Signed a deal for 2025 Ioniq 5 SEL. Below are the details,
Vehicle – 2025 Ioniq 5 SEL Term/Miles - 24 months/12,000 miles MSRP - $55,465 Residual - 0.6300 Money Factor - 0.00117 Including Taxes & Fees = $167
Please contact me if you want to replicate this deal. I will let the dealer contact you directly.
I just want to help the leasehackr community so I don’t expect any broker fees or any kind of monetary benefit.
In 2025, Hyundai stopped offering one-pay leases. I remember last year most one-pay deals used to be around $3,800 for SEL trim. This current deal, with monthly payments of $167 over 24 months, totals about $4,000 — which is just $200 more compare to one pay. So this is an amazing deal: you’re spreading the cost monthly instead of paying it all upfront, yet you’re still paying roughly the same as the old one-pay deals.
I heard that Hyundai discontinued the $1,000 Conquest Rebate. If true, Hyundai’s rebates are gradually decreasing, and I’m unsure when the Fed EV tax credit might end. So, I believe now is a good time to take advantage of EV deal.
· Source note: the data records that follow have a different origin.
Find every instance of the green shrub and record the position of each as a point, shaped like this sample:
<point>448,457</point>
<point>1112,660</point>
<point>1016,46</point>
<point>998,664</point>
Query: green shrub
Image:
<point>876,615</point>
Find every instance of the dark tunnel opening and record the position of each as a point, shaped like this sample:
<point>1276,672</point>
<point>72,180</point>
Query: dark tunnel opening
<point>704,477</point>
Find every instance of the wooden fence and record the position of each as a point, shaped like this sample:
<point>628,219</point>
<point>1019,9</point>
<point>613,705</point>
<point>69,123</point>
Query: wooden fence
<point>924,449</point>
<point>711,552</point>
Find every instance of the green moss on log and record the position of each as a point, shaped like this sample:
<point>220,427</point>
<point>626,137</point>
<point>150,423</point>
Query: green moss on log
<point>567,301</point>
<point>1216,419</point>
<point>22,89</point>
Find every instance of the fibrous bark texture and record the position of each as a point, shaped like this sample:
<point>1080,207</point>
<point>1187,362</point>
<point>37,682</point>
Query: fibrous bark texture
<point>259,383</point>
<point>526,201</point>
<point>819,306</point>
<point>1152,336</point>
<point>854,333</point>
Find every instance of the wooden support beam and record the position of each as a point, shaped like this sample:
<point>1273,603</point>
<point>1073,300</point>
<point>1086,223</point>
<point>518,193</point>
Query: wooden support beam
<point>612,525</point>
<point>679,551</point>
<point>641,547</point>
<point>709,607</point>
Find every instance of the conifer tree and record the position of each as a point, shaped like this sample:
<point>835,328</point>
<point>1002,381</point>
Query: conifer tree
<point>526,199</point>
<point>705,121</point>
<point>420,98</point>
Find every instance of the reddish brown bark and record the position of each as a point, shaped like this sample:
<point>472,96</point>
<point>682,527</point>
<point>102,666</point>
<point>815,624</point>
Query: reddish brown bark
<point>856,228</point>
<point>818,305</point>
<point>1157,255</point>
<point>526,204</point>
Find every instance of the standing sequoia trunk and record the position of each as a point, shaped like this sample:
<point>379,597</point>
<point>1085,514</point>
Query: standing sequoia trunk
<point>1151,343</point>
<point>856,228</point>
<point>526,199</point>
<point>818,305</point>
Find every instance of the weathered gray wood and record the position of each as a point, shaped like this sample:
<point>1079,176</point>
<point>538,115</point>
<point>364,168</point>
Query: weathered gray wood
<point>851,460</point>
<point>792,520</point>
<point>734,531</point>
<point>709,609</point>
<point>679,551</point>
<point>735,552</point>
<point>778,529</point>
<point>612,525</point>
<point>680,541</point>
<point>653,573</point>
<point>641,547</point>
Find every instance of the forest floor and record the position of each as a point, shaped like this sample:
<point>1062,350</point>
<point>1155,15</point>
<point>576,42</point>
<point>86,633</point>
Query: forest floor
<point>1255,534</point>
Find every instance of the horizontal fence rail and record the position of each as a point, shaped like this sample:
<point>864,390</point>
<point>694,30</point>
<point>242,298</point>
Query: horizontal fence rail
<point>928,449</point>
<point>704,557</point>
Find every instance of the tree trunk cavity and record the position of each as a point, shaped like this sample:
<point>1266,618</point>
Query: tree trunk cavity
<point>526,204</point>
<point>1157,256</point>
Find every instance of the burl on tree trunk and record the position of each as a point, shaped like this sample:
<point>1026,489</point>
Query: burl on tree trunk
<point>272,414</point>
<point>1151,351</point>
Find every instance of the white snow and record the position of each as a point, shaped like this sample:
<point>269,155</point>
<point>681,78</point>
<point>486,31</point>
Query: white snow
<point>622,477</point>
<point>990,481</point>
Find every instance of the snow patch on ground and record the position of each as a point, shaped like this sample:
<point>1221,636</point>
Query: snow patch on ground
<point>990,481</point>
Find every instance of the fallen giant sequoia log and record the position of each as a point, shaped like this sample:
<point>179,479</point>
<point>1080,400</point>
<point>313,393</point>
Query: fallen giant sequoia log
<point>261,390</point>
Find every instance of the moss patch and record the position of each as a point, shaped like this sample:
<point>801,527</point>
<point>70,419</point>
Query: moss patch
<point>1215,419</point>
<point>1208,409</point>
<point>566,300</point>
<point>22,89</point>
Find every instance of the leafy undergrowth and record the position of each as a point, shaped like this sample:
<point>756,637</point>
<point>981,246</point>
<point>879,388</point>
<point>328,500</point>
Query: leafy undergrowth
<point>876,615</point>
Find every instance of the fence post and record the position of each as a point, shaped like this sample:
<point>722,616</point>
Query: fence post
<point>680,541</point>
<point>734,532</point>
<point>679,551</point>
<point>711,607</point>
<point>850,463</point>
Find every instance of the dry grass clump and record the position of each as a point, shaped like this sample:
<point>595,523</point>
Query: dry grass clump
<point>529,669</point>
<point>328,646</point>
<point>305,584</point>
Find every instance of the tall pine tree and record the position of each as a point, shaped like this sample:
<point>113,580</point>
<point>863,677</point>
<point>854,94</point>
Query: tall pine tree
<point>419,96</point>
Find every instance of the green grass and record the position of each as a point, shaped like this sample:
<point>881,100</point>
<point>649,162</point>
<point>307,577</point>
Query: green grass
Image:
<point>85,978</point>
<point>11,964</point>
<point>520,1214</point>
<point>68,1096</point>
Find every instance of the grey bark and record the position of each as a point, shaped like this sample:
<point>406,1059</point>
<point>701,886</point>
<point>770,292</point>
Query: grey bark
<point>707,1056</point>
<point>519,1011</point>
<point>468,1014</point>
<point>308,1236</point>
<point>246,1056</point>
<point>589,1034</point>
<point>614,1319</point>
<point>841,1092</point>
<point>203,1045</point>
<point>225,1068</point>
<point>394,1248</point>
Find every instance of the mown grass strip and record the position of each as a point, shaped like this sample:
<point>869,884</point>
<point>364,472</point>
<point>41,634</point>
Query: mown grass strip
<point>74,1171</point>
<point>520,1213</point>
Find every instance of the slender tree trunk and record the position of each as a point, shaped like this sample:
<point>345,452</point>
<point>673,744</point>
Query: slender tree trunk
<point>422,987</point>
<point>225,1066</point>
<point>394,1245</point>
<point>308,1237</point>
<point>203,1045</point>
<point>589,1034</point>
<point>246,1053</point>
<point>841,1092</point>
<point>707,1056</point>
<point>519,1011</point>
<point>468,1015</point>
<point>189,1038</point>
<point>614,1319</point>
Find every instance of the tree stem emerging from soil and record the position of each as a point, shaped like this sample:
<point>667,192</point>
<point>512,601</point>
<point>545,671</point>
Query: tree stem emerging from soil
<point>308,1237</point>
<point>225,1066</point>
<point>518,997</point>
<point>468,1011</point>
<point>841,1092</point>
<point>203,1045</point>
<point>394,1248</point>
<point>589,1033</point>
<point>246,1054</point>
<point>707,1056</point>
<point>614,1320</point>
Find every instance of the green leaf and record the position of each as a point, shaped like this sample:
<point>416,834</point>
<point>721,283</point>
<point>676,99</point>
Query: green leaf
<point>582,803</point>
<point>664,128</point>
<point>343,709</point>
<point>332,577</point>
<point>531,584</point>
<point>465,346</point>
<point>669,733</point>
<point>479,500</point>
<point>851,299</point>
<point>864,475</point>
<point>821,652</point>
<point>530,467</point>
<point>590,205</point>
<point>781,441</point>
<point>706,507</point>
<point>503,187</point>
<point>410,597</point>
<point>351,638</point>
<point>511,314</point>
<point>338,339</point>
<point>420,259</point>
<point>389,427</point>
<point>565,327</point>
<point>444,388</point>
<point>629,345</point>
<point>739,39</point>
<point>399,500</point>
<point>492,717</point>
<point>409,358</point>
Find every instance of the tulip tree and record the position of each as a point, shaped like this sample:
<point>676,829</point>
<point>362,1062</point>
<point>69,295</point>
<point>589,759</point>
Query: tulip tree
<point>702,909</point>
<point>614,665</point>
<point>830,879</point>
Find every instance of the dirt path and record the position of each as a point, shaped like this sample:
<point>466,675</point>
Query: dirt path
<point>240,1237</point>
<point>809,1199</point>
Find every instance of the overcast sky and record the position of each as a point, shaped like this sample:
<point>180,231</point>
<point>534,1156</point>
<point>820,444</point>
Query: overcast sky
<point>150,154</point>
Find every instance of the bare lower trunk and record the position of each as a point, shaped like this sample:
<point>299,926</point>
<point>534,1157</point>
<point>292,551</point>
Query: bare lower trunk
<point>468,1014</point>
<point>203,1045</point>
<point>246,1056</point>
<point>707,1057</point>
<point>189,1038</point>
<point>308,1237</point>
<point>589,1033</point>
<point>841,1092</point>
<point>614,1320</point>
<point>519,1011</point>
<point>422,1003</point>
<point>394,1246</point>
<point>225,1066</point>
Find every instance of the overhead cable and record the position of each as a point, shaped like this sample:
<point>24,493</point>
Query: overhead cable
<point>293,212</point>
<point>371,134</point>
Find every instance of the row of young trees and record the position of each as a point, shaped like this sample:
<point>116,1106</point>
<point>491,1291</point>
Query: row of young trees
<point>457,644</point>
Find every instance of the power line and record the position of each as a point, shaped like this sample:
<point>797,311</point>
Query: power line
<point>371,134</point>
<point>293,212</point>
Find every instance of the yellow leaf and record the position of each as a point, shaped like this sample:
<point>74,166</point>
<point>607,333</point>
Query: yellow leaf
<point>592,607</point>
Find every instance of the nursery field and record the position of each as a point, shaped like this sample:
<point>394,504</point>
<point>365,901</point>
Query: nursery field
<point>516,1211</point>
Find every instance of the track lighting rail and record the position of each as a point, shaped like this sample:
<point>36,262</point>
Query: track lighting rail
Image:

Have 3 months left on my lease but worried about the incentives/inventory drying up especially with talk of the senate bill speeding up the 7500 fed incentive. Wonder if I should bite the bullet.
The EV tax credit bill has finally passed! If you’re planning to buy or lease an electric vehicle, act quickly before September 30th to take advantage of the $7,500 tax credit, especially for vehicles priced under $80,000.
My lease ends in 4 months (it is one-pay lease, ~$200 monthly). Dealer was offering $164 for a new lease (2025 SEL, 2yr/24k) this morning. I am thinking of waiting for another month or two so not to bring up the effective new lease payment to $200 (164 + 200x4 / 24).
You need to stay up to date with inventory, as everyone will be rushing to lease or buy EVs before September. Even dealers may start reducing their discounts, based on the stock/inventories. Just keep an eye and pull the trigger.
This is an amazing deal. I just wonder why these deals are only for 24 months. I was half-interested in a KIA EV6 when I got my Sportage HEV a few months ago, and when I looked into the lease for 36 months instead of 24 months, the price went up drastically. I just don’t like turning in a car so quickly. At my age, 2 years feels like 2 day!
Totally agree the flat rebate affects the percentage, but that doesn’t explain how some 36-month quotes are 2x or even 3x the 24-month payment - at least from my experience when I’ve asked dealers in the past.
For example, on the Ioniq 5 SEL deal at $167/mo for 24 months, the actual depreciation and incentives suggest a fair 36-month deal should be around $280–290/mo, not $500+.
The only way it jumps that much is if residuals plummet, incentives vanish, or dealers manipulate the quote to push the shorter term.
The rebate being flat explains some difference — but not triple the payment. Am I missing something?
I have another question about the Hyundai Ioniq 5 SEL in general.
What accounts for the huge variation in MSRP? I noticed it ranges from $38,00 to about $58,000?
I assume this must have all of the bells and whistles to be listed on the high end of that.